If several Linux OS'es have started to enable autocorking by default then OE needs to get ahead of that right away ... or the database will appear even more slow than it needs to be.  Perhaps it is one of the database improvements they have already made in OE 12.  Ie. perhaps cork-management might account for some of the 300% improvement that they have been advertising!

Posted by gus bjorklund on 23-Oct-2019 15:48

0) The TCP_CORK socket option enables message aggregation for 200 msec for small messages.

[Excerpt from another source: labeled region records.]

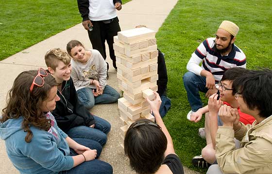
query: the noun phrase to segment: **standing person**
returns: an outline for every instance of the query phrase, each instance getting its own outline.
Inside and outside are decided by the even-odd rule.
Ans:
[[[226,70],[237,66],[245,68],[246,56],[234,44],[238,31],[236,24],[224,20],[219,26],[216,37],[206,39],[192,54],[187,64],[189,72],[183,76],[191,109],[187,114],[188,119],[203,107],[199,91],[209,97],[218,92],[215,84],[220,81]]]
[[[233,82],[233,91],[241,111],[256,120],[245,125],[236,109],[224,105],[219,110],[223,123],[216,138],[218,165],[207,174],[271,174],[272,171],[272,71],[249,70]],[[236,149],[233,138],[241,141]]]
[[[137,174],[184,174],[172,138],[159,114],[160,96],[154,93],[156,99],[147,100],[156,123],[141,119],[132,124],[125,136],[125,154],[129,158],[130,166]]]
[[[74,141],[58,127],[50,112],[60,100],[57,85],[41,68],[15,79],[0,117],[9,158],[21,174],[112,174],[110,164],[96,159],[98,142]]]
[[[58,83],[57,95],[60,98],[52,113],[60,128],[72,138],[92,140],[104,145],[111,125],[92,115],[78,99],[71,74],[70,57],[59,48],[49,50],[45,56],[48,71]]]
[[[95,49],[85,49],[77,40],[69,42],[66,48],[73,58],[71,77],[79,99],[85,107],[90,109],[95,104],[117,102],[120,95],[107,85],[106,62],[100,53]]]
[[[113,36],[117,35],[117,32],[121,31],[116,10],[122,9],[122,1],[78,0],[77,3],[83,18],[82,25],[88,32],[93,49],[98,50],[105,60],[105,41],[107,41],[113,67],[117,70],[116,58],[113,49]],[[92,29],[90,29],[91,27]],[[108,63],[107,64],[108,70]]]

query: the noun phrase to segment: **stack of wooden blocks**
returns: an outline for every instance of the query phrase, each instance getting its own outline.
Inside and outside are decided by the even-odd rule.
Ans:
[[[153,99],[153,91],[158,89],[157,59],[155,32],[145,27],[118,32],[114,37],[117,78],[123,97],[118,100],[122,142],[129,126],[136,120],[146,118],[153,121],[146,98]]]

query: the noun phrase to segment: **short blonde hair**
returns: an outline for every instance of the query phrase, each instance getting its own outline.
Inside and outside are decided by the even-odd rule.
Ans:
[[[58,66],[59,61],[61,61],[68,65],[71,61],[71,57],[67,52],[59,48],[52,48],[48,51],[44,56],[45,63],[54,71]]]

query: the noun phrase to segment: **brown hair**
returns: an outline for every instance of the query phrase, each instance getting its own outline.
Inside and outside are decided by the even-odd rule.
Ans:
[[[67,52],[60,48],[52,48],[48,51],[44,56],[45,63],[47,67],[50,67],[54,71],[58,66],[59,61],[61,61],[66,65],[70,63],[71,57]]]
[[[66,46],[66,50],[68,52],[68,54],[72,57],[73,57],[71,54],[71,50],[75,47],[80,46],[82,47],[84,47],[83,45],[81,43],[81,42],[79,42],[76,40],[72,40],[70,42],[68,42],[67,44],[67,46]]]
[[[57,85],[55,78],[49,75],[44,78],[44,84],[41,87],[34,86],[30,92],[30,87],[37,71],[24,71],[15,79],[13,86],[7,96],[7,106],[2,111],[0,122],[3,123],[9,119],[23,117],[22,127],[27,135],[25,141],[31,142],[33,136],[30,127],[32,126],[48,131],[51,127],[50,120],[44,116],[40,107],[42,102],[48,97],[50,90]]]

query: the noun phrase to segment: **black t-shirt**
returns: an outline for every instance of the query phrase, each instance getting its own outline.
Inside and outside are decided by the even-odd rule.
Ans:
[[[162,164],[166,164],[173,174],[184,174],[182,164],[176,154],[169,154],[165,158]]]

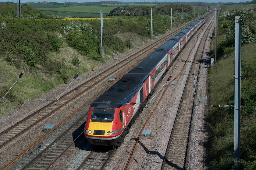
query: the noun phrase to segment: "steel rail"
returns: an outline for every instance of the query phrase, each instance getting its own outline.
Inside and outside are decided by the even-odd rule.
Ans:
[[[100,169],[101,170],[103,169],[107,165],[107,164],[108,163],[108,161],[112,157],[113,155],[114,155],[115,152],[116,151],[116,149],[115,148],[113,148],[111,151],[101,151],[101,154],[105,155],[105,156],[103,157],[102,155],[101,155],[101,156],[100,157],[101,159],[100,162],[99,162],[99,160],[97,159],[91,158],[93,156],[97,156],[97,155],[94,155],[97,152],[95,151],[95,149],[94,149],[89,155],[86,157],[85,159],[84,159],[80,166],[76,169],[77,170],[80,169],[90,169],[92,170]],[[94,166],[97,166],[97,168],[90,168],[87,166],[85,167],[85,165],[86,165],[87,162],[90,162],[90,165],[92,166],[94,165],[95,165]],[[94,164],[94,163],[95,164]],[[101,165],[99,165],[99,164]]]

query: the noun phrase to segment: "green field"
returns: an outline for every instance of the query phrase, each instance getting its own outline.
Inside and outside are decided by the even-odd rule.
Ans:
[[[77,5],[66,4],[29,4],[33,8],[60,8],[66,6],[77,6]]]
[[[107,14],[103,14],[102,15],[103,16],[107,16]],[[50,14],[48,15],[62,15],[62,16],[94,16],[100,17],[100,14],[95,14],[94,13],[85,13],[84,12],[63,12],[54,14]]]
[[[243,7],[251,7],[253,8],[256,8],[256,4],[234,4],[228,5],[227,6],[228,8],[228,11],[232,10]]]
[[[55,5],[55,5],[54,6],[55,6]],[[37,8],[41,11],[69,11],[70,12],[98,13],[100,13],[101,10],[103,10],[104,13],[108,14],[112,10],[115,8],[115,7],[88,6],[76,6],[73,5],[70,6],[64,6],[59,7]]]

You do not want that. oe should not set that option.

1) the quite old tcp socket option TCP_NODELAY (which oe sets for database connections and should set for all other sockets) shuts off message aggregation. this is good for lots of communication protocols.

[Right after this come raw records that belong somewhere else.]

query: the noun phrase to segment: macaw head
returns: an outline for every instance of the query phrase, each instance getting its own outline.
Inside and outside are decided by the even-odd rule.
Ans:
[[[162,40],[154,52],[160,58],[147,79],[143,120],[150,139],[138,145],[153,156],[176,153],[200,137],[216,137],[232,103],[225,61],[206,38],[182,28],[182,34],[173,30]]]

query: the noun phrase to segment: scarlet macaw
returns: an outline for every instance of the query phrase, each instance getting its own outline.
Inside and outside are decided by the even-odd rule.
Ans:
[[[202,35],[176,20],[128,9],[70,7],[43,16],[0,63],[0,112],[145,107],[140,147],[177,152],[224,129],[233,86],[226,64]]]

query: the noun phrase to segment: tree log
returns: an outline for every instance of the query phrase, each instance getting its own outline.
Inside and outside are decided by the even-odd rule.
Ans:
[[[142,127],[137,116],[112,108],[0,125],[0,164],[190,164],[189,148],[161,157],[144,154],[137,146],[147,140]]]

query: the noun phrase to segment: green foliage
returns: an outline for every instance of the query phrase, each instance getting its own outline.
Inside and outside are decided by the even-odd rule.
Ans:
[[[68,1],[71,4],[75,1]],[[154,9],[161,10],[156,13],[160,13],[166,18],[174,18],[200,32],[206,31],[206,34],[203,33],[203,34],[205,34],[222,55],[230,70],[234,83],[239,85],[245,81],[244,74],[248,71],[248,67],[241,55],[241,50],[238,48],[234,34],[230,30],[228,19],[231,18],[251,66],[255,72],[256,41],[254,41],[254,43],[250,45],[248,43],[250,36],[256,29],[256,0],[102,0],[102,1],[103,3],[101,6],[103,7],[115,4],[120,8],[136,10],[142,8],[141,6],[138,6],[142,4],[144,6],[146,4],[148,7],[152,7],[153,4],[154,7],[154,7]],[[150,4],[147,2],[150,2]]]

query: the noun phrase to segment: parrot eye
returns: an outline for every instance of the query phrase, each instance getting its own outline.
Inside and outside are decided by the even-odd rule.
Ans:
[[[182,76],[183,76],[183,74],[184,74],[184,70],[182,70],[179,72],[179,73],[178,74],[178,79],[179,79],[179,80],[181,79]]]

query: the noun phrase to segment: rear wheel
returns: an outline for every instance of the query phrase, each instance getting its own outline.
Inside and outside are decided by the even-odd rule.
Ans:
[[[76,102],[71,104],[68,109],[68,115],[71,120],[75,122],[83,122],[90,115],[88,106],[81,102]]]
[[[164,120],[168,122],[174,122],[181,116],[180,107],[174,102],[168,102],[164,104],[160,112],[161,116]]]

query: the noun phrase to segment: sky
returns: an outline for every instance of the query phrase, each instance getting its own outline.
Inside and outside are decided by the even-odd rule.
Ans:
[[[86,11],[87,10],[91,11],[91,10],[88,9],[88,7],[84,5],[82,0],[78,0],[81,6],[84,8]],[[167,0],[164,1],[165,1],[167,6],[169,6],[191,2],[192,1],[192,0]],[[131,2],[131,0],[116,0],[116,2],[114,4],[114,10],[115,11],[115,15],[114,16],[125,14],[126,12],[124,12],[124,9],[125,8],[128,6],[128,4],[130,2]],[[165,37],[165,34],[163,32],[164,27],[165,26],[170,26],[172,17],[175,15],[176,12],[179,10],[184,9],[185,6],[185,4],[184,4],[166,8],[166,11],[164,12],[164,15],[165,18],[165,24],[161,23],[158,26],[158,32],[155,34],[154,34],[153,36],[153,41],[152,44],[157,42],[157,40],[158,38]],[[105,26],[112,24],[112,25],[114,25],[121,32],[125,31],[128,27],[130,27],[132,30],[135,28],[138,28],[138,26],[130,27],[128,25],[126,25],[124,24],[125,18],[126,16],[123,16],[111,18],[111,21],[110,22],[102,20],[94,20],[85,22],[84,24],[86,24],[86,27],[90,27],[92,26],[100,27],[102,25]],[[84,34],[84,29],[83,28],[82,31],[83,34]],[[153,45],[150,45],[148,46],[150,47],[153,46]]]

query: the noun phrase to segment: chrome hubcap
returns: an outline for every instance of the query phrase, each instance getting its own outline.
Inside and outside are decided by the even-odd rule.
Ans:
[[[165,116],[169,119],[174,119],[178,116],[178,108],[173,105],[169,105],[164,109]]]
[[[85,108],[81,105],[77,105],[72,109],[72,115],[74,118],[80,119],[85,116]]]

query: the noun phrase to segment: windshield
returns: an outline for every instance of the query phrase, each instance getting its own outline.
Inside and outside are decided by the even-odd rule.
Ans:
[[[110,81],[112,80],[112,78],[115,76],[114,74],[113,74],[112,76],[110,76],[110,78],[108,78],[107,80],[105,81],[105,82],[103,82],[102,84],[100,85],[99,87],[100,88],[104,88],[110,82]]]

message aggregation is useful for applications (such as telnet) that send character at a time as a user is typing and local echo is on (or other teeny tiny packets). in that case. waiting for 200 msec allows for more characters to be typed and fewer packets to be sent.

3) tcp_autocorking tells the operating system to decide when to do message aggregation and for which sockets. depending on applications, it may help or make things worse.

4) since use of corking and autocorking is still somewhat rare, there could be unintended consequences (kernal bugs) in interactions amongst combinations of TCP_NODELAY, TCP_CORK and tcp_autocork.

5) enabling tcp_autocorking is worth trying.

Posted by dbeavon on 23-Oct-2019 16:14

@gus, the latest OS releases are now enabling autocorking by default (both centos and ubunto, from what I understand).

@arturikk said he needs to change the kernel default, and disable the autocorking.  That could be done as a way to avoid the aggregation delays that are imposed on the client/server database protocol.  This reverts the kernel behavior to the way things worked in the prior versions.

In addition to asking customers to use a workaround like this, it seems to me that OE should be proactive ... they should start programming around the modern corking behavior of these Linux OS'es.  Customers should not have to get to this level of technical detail.  If OE needs to uncork more frequently then all the other applications on a Linux server then it should be doing that explicitly...  See  www.kernel.org/.../ip-sysctl.txt

"Applications can still use TCP_CORK for optimal behaviors when they know how/when to uncork their sockets."

This topic hits home with us as well ... not that long ago on HPUX we were having substantial performance problems with classic appserver.  I reported the problem to tech support and they kept telling me that it was not reproducible.  It turns out that, after a number of days, we learned that they were only testing the repro on Linux and Windows machines which were programmed with TCP_NODELAY (ie. disabling nagle's algorithm).  But the HPUX installation wasn't working the same way.    This is one reason - among many - to avoid staying on the sinking ship called HPUX.

Posted by gus bjorklund on 23-Oct-2019 16:24

I agree that customers should not have to get to this level of technical detail.

But: the kernel should NOT override TCP_NODELAY, which apparently tcp_autocork does under some (unknown) circumstances. OE does not want to enable TCP_CORK at all. (my private opinion, since i am retired and no longer at psc).

Posted by arturikk on 24-Oct-2019 06:20

Really this is kernel feature whitch disturbs normal OE work. So, it could be greate if OpenEgde could fix this issuie, because I think I am not alone on that problem, and if someone will want to test speed of that DB, they wouldn't know anything about AUTOCORK parameters, witch is enabled by default in most Linux distributions. Or need to be instruction during installation for linux, for best perfomance to disable AUTOCORK.

OpenEdge developers/product managers please think of that!!!

Thank you!

We solved this problem for this time

This thread is closed